Samedi 10 septembre, Pierre Poilievre a remporté la course à la direction du Parti conservateur du Canada (PCC) avec 68,15 % des votes. Jean Charest n’a obtenu que 16,07 % des votes. Pierre Poilievre est donc le nouveau chef du PCC. PTAG vous présente un article de Johnn Clarke qui nous explique les orientations et les objectifs du nouveau chef du PCC. (PTAG)

27 juillet 2022 | tiré de sping.ca

Il semble presque certain que la course actuelle à la direction du Parti conservateur se traduira par une victoire de la droite dure du parti en la personne de Pierre Poilievre. Dans l’esprit de ne pas rire ou pleurer, mais de comprendre, il est crucial d’évaluer les implications très malheureuses d’un résultat aussi déplorable. Mais en faisant une telle évaluation, il ne suffira pas de déplorer la politique que Poilievre personnifie. Nous devons replacer cette évolution dans son contexte et réfléchir à la manière dont nous devrions réagir.

D’un point de vue de gauche, la question immédiate, alors que Poilievre prépare son discours de victoire, est de savoir comment le défier efficacement. Un mouvement ouvrier fort et sain serait prêt à le contenir électoralement, mais aussi à le combattre jusqu’au bout au cas où il parviendrait à diriger un gouvernement. D’ailleurs, un tel mouvement serait déjà engagé dans une lutte décisive avec les représentants les plus « modérés » de l’agenda régressif exprimé par Poilievre.

Du côté acéré de la droite dure

Les politiques que Poilievre adopte se situent à l’extrême limite de la politique conservatrice. Il ne se préoccupe pas des préoccupations du « conservateur compatissant ». Il s’extasie sur les documents publiés par l’Institut Fraser et la Fédération canadienne des contribuables. Parmi ses idoles figurent Margaret Thatcher et Jordan Peterson. Il s’est catégoriquement opposé à la Prestation canadienne d’intervention d’urgence qui a été accordée aux personnes en difficulté alors que la pandémie entraînait des fermetures d’entreprises, faisant valoir que « le gouvernement ne devrait pas utiliser sa carte de crédit ». Il est en faveur de l’éviscération des systèmes de soutien du revenu et il ne voulait fournir qu’une « minuscule allocation de survie à toutes les personnes à faible revenu », qu’il promeut comme un revenu de base à la Milton Friedman.

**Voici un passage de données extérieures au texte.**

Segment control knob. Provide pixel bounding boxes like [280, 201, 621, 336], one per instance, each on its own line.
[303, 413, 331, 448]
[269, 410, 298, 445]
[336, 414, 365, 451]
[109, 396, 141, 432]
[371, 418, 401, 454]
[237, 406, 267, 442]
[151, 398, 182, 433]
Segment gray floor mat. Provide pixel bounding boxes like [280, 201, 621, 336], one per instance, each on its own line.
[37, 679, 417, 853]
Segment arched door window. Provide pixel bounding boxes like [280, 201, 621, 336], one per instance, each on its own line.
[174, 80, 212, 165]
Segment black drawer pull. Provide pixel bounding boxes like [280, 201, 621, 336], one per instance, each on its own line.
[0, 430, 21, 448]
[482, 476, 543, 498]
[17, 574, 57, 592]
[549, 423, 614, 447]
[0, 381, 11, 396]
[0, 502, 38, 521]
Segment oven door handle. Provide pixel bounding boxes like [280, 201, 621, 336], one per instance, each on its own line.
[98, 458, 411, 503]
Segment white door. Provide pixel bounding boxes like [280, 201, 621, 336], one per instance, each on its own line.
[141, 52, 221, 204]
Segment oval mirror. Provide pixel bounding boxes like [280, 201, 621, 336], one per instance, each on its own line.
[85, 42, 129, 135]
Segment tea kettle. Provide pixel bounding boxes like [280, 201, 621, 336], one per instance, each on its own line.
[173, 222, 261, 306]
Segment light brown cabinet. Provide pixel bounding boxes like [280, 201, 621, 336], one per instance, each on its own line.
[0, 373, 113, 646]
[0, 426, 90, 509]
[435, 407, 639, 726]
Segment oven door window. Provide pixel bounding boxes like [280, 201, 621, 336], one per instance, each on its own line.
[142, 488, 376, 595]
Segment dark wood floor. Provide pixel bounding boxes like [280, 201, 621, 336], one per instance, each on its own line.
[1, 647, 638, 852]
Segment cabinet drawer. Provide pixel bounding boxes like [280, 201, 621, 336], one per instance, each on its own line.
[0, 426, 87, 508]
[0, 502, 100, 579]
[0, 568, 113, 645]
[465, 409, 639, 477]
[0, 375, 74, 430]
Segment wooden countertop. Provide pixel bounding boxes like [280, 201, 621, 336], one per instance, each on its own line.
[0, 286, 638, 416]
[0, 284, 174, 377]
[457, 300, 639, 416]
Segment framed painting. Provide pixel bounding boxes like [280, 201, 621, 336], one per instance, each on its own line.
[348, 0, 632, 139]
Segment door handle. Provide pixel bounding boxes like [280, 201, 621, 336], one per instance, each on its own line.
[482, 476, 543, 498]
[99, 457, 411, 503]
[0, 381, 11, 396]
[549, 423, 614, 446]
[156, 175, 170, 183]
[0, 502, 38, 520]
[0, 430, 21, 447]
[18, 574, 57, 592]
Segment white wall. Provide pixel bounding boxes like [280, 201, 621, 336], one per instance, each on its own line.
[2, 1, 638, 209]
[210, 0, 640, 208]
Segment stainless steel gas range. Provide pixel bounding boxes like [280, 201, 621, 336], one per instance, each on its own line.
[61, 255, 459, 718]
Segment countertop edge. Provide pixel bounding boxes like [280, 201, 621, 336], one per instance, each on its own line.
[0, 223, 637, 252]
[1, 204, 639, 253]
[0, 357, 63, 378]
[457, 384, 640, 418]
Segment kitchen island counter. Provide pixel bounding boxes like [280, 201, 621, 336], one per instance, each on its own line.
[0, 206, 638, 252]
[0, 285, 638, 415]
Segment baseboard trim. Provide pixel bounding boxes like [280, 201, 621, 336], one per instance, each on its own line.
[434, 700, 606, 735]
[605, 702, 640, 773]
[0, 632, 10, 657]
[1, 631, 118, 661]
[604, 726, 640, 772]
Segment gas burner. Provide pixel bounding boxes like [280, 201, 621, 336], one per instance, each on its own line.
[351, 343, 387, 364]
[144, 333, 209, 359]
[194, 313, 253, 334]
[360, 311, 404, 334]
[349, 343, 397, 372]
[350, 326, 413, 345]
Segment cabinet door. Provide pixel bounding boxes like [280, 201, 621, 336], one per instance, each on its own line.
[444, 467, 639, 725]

De l’avis de Poilievre, la meilleure façon de régler la crise actuelle du coût de la vie est d’attaquer les syndicats et d’imposer des coupes massives dans les systèmes de prestation sociale au Canada. Comme l’a dit un commentateur, il « est un partisan de l’austérité réactionnaire selon le modèle de Jason Kenney, quelqu’un qui combattra les syndicats, étouffera le secteur public et réduira l’aide sociale, même si ces politiques s’avèrent très impopulaires ».

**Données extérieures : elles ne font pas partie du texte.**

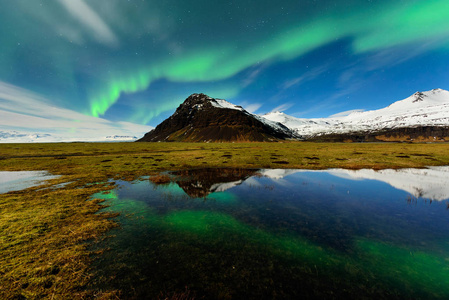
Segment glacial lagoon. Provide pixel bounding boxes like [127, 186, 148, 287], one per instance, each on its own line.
[91, 167, 449, 299]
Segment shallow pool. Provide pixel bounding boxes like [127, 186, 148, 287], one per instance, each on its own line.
[0, 171, 60, 194]
[91, 167, 449, 299]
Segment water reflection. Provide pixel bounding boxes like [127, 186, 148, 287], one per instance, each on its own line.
[170, 168, 258, 197]
[0, 171, 60, 194]
[151, 167, 449, 202]
[265, 167, 449, 201]
[91, 167, 449, 299]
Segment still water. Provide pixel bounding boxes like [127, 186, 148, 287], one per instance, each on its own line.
[0, 171, 60, 194]
[91, 167, 449, 299]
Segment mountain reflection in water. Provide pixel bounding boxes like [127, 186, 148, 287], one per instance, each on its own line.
[170, 168, 258, 198]
[157, 167, 449, 201]
[91, 167, 449, 299]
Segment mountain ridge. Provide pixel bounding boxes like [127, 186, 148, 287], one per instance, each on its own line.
[138, 89, 449, 143]
[262, 88, 449, 142]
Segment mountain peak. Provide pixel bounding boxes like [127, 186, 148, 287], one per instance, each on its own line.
[419, 88, 448, 97]
[177, 93, 213, 110]
[185, 93, 213, 103]
[178, 93, 244, 112]
[385, 88, 449, 109]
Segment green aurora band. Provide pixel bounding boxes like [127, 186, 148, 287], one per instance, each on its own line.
[89, 0, 449, 120]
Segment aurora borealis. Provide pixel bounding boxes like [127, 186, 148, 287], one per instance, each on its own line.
[1, 0, 448, 128]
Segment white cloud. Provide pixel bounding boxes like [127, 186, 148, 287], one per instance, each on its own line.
[241, 64, 268, 88]
[363, 38, 443, 72]
[238, 101, 262, 114]
[0, 81, 153, 142]
[281, 64, 329, 90]
[270, 103, 294, 113]
[57, 0, 118, 46]
[328, 109, 365, 118]
[245, 103, 262, 113]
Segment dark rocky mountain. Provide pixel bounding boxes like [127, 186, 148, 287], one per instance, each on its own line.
[137, 93, 296, 142]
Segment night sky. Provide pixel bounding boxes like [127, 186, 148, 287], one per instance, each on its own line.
[1, 0, 448, 128]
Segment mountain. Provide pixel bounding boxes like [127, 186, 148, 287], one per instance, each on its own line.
[105, 135, 139, 141]
[137, 93, 296, 142]
[138, 89, 449, 143]
[262, 88, 449, 142]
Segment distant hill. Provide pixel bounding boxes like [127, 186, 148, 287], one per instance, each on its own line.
[137, 93, 296, 142]
[0, 131, 140, 143]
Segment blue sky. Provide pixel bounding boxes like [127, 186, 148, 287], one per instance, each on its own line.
[0, 0, 448, 128]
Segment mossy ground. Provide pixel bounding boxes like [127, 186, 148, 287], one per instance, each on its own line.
[1, 142, 449, 298]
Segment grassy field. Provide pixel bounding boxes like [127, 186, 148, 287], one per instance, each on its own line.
[1, 142, 449, 299]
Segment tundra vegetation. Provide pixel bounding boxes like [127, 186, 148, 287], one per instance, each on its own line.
[1, 142, 449, 298]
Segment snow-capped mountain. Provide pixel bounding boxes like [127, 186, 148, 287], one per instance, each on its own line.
[0, 131, 53, 143]
[105, 135, 139, 141]
[262, 88, 449, 140]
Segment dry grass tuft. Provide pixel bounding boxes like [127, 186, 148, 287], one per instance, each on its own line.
[149, 174, 172, 184]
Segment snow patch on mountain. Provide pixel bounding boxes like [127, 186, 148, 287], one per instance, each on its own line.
[211, 98, 245, 111]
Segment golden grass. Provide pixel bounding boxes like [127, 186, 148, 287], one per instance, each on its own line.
[1, 141, 449, 298]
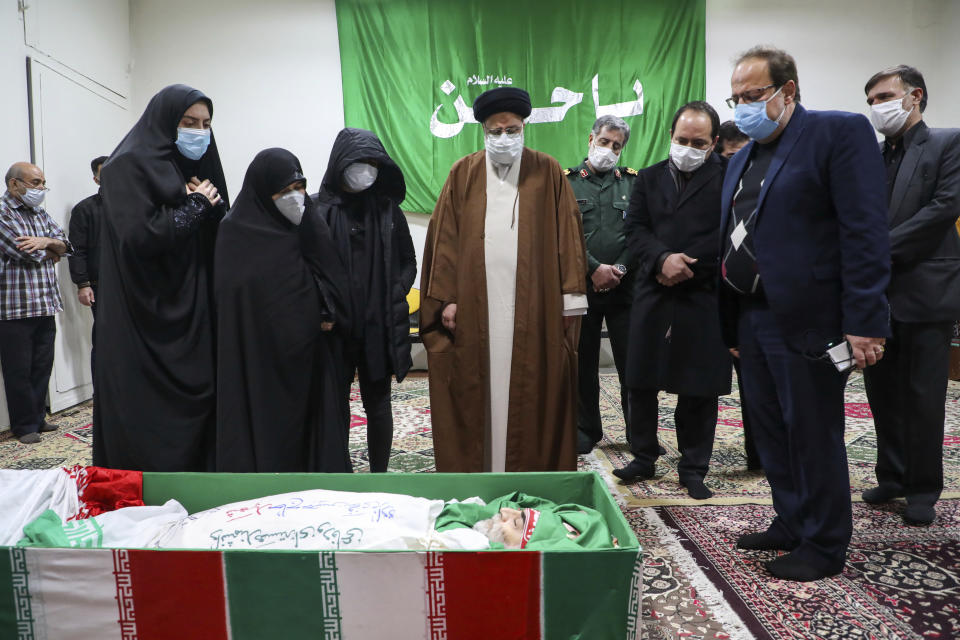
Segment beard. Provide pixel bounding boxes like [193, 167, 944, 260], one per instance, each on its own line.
[472, 516, 512, 547]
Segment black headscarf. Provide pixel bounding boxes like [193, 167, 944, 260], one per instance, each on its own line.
[214, 148, 351, 472]
[93, 84, 228, 472]
[105, 84, 229, 210]
[319, 127, 405, 203]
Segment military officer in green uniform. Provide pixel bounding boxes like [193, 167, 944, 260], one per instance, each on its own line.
[566, 115, 639, 454]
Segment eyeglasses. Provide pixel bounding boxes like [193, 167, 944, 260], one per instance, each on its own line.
[725, 84, 776, 109]
[17, 178, 49, 192]
[485, 126, 522, 137]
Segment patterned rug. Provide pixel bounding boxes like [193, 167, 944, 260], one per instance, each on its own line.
[652, 500, 960, 640]
[590, 371, 960, 506]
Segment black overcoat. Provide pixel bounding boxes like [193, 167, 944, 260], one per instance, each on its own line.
[623, 153, 732, 396]
[314, 128, 416, 382]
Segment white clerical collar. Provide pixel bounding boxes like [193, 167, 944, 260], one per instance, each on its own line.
[493, 161, 514, 181]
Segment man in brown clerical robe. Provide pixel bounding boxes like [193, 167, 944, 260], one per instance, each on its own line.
[420, 87, 588, 472]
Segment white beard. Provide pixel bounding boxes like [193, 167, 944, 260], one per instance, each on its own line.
[472, 516, 508, 545]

Cependant, toute évaluation du profil politique du futur chef conservateur sera insuffisante si elle ne tient compte que de ses choix politiques et ne parvient pas à apprécier le contexte dans lequel il opère. Il tire son soutien de la colère réactionnaire d’une base conservatrice en grande partie à droite. Les perspectives vicieuses de ces personnes se sont durcies tout au long de la lamentable « reprise » qui a suivi la Grande Récession, l’impact de la pandémie, la crise du coût de la vie et la crise économique en développement, les entraînant dans une frénésie dangereuse. Poilievre ne le comprend que trop bien et il est plus que prêt à attiser les flammes de cette humeur haineuse.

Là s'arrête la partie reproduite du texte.